Voraussichtlich im kommenden Jahr soll im Gesetzgebungsverfahren zum Steuergerechtigkeitsgesetz geprüft werden, ob ergänzend zur EU Blacklist eine nationale Steueroasenliste erstellt werden kann. Sofern dies geschieht, könnte die Registerfallbesteuerung auch für die vorerst verbleibenden Konzernfälle ohne DBA-Schutz zurückgeführt und dauerhaft auf Fälle beschränkt werden, in denen der Vergütungsgläubiger in einer Steueroase der EU-Liste oder der neuen nationalen Liste sitzt.
- Ergänzung der gesetzlichen Regelungen zur Einlagelösung (Organschaft) in § 14 Abs. 4 KStG und § 34 Abs. 6e KStG um weitere Regelungen, die bisher nur im BMF-Schreiben vom 29.09.2022 festgeschrieben waren, u.a. Regelungen zur Bestimmung des Beteiligungsbuchwerts, zur mittelbaren Organschaft, zur Berechnungsreihenfolge bei der Auflösung von Ausgleichsposten sowie zur Berücksichtigung eines Angleichungsfaktors bei OG-Beteiligungen von weniger als 100 Prozent bzw. zum 31.12.2021 bereits beendeten Organschaften.

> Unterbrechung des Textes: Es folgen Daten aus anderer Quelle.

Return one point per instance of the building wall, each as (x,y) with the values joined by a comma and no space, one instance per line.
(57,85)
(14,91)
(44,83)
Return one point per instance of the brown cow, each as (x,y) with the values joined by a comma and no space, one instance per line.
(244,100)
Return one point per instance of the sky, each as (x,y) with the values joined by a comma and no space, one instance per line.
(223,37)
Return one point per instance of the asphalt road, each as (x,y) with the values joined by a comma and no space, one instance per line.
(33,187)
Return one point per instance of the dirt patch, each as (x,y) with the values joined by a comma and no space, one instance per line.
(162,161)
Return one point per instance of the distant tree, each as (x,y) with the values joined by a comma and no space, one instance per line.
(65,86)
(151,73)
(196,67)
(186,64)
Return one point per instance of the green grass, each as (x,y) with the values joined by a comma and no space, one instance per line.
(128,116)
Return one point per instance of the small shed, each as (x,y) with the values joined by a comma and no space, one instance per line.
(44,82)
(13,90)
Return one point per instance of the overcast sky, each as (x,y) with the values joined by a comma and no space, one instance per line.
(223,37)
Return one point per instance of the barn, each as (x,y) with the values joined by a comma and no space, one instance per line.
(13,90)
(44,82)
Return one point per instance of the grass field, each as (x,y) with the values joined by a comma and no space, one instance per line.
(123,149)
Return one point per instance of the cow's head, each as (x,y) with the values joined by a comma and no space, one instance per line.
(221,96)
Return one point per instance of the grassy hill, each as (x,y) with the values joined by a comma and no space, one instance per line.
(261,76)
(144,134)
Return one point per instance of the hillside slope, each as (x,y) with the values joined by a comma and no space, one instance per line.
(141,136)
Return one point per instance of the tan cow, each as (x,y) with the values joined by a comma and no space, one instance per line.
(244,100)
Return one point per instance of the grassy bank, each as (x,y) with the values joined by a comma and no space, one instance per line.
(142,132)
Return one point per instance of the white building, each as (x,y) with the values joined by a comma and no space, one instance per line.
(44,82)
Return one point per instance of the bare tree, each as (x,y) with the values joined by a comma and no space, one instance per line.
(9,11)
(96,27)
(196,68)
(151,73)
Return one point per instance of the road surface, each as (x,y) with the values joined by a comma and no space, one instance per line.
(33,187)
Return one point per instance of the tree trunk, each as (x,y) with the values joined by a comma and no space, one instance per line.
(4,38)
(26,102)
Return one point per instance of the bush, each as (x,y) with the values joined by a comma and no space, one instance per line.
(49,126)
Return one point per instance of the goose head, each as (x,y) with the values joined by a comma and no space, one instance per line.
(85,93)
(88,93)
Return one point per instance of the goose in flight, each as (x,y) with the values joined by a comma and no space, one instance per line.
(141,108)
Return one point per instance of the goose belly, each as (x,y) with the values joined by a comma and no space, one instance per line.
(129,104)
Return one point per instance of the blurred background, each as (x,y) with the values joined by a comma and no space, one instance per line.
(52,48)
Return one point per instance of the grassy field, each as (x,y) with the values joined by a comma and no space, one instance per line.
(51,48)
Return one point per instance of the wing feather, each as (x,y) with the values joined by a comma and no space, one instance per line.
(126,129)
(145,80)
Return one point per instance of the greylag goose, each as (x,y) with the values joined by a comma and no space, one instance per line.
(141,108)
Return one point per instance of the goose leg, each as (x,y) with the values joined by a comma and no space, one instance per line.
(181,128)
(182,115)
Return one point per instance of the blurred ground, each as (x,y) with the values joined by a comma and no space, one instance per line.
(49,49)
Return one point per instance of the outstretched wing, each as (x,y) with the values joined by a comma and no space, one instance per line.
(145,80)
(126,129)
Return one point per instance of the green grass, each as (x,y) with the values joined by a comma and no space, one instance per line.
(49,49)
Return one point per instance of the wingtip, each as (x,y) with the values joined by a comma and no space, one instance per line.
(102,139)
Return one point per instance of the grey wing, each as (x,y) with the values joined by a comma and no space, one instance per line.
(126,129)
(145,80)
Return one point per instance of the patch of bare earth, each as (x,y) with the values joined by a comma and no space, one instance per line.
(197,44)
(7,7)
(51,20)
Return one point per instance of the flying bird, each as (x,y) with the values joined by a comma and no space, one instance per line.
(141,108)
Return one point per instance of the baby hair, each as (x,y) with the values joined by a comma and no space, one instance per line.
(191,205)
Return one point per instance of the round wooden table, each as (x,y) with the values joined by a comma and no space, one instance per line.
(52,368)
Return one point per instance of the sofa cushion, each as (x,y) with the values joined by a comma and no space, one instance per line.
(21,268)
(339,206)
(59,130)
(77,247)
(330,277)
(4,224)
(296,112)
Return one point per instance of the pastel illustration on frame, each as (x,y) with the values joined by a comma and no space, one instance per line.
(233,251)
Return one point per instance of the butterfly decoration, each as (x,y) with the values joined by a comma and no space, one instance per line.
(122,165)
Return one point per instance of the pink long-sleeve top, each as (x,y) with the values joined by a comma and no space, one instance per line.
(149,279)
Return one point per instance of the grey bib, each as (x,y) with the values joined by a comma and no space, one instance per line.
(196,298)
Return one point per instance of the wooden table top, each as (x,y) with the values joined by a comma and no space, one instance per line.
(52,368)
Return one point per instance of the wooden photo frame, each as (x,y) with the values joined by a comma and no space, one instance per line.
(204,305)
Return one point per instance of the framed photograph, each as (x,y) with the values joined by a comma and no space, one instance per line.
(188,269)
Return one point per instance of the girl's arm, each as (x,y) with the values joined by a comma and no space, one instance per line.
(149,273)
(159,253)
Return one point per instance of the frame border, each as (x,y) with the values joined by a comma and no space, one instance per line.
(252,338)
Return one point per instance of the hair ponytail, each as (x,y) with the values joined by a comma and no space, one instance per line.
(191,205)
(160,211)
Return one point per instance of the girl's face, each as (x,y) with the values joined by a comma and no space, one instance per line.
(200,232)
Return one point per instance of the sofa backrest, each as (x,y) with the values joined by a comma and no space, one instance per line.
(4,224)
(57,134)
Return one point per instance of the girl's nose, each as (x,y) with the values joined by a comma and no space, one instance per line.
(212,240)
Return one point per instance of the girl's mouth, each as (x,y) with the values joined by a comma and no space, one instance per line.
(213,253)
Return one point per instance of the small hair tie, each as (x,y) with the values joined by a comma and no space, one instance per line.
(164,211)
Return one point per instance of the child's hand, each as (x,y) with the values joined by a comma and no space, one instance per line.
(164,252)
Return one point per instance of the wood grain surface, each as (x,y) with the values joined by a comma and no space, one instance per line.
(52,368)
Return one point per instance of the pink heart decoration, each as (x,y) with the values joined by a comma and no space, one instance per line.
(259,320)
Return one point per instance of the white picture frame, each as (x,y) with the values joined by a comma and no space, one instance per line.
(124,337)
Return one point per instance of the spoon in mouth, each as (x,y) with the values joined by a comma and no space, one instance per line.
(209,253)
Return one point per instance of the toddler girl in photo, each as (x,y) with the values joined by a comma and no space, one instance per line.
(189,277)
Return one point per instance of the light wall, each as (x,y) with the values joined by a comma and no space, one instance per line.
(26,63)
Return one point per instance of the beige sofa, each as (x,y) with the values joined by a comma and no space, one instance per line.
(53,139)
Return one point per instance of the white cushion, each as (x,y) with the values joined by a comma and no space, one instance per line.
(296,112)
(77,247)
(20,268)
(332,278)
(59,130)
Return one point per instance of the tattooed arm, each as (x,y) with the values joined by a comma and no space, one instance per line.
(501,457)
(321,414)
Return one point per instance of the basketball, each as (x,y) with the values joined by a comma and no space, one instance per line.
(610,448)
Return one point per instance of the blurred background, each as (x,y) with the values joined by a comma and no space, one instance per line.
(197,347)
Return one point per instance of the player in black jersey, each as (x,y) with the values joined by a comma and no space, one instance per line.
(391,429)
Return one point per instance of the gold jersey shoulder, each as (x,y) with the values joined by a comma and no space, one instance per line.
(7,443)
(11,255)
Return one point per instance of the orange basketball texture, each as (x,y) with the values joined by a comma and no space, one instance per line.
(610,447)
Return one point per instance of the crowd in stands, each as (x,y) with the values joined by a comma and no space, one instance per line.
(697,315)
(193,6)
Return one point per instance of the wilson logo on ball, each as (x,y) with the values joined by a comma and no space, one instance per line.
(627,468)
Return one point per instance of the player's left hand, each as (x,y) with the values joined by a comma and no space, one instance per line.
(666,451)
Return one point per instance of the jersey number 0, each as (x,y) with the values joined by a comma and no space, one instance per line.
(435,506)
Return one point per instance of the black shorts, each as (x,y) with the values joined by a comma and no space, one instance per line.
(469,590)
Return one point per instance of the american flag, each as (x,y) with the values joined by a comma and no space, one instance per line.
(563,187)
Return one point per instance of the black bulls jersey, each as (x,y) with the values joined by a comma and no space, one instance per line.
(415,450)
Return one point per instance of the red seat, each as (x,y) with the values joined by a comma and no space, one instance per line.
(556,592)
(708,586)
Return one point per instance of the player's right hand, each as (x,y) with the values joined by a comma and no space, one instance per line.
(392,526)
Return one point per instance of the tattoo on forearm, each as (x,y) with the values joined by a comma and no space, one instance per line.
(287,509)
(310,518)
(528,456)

- Neufassung des § 27 Abs. 8 KStG (Einlagenrückgewähr) mit Einbeziehung von Drittstaaten- und EWR-Kapitalgesellschaften.
- Wahlrecht zur Bildung von Rechnungsabgrenzungsposten nach § 5 Abs. 5 EStG, wenn die jeweilige Ausgabe oder Einnahme die GWG-Grenze nicht übersteigt.
- Die Anhebung des linearen AfA-Satzes für die Abschreibung von Wohngebäuden auf 3 Prozent gilt nunmehr bereits für Gebäude, die nach dem 01.01.2023 fertiggestellt werden. Von der geplanten Streichung der Möglichkeit zum Nachweis einer niedrigeren Nutzungsdauer wird abgesehen.
- Verlängerung und Modifizierung der Sonder-AfA für Mietwohnungsneubau nach § 7b EStG: Bei Bauanträgen für die Jahre 2023 bis 2026 muss Effizienzhausstandard 40 erfüllt werden.
- Antragsgebundene Kollisionsregelung zur Vermeidung von doppelter Belastung mit Grunderwerbsteuer nach § 1 Absatz 3 Nr. 1 oder Nr. 3 oder Abs. 3a GrEStG einerseits und § 1 Absatz 2a oder Absatz 2b GrEStG andererseits, § 16 Abs. 4a GrEStG.
- Erweiterung des Investitionsrahmens für Spezial-Investmentfonds in § 26 InvStG, um Investitionen in erneuerbare Energien ohne Statusverlust zu ermöglichen.
- Umsatzbesteuerung von juristischen Personen des öffentlichen Rechts: Verlängerung der Übergangsregelung zur Anwendung von § 2b UStG um weitere zwei Jahre für Leistungen, die bis einschließlich 31.12.2024 erbracht werden.
- Erhöhung der unbefristeten Homeoffice-Pauschale auf 6 Euro pro Tag bis maximal 1.260 Euro jährlich (entsprechend 210 Arbeitstage).
Der Bundesrat wird das Gesetz am 16.12.2022 abschließend beraten. Derzeit kann noch nicht mit Sicherheit ausgeschlossen werden, dass der Bundesrat vorläufig nicht zustimmt und es noch zu einem Vermittlungsverfahren kommt.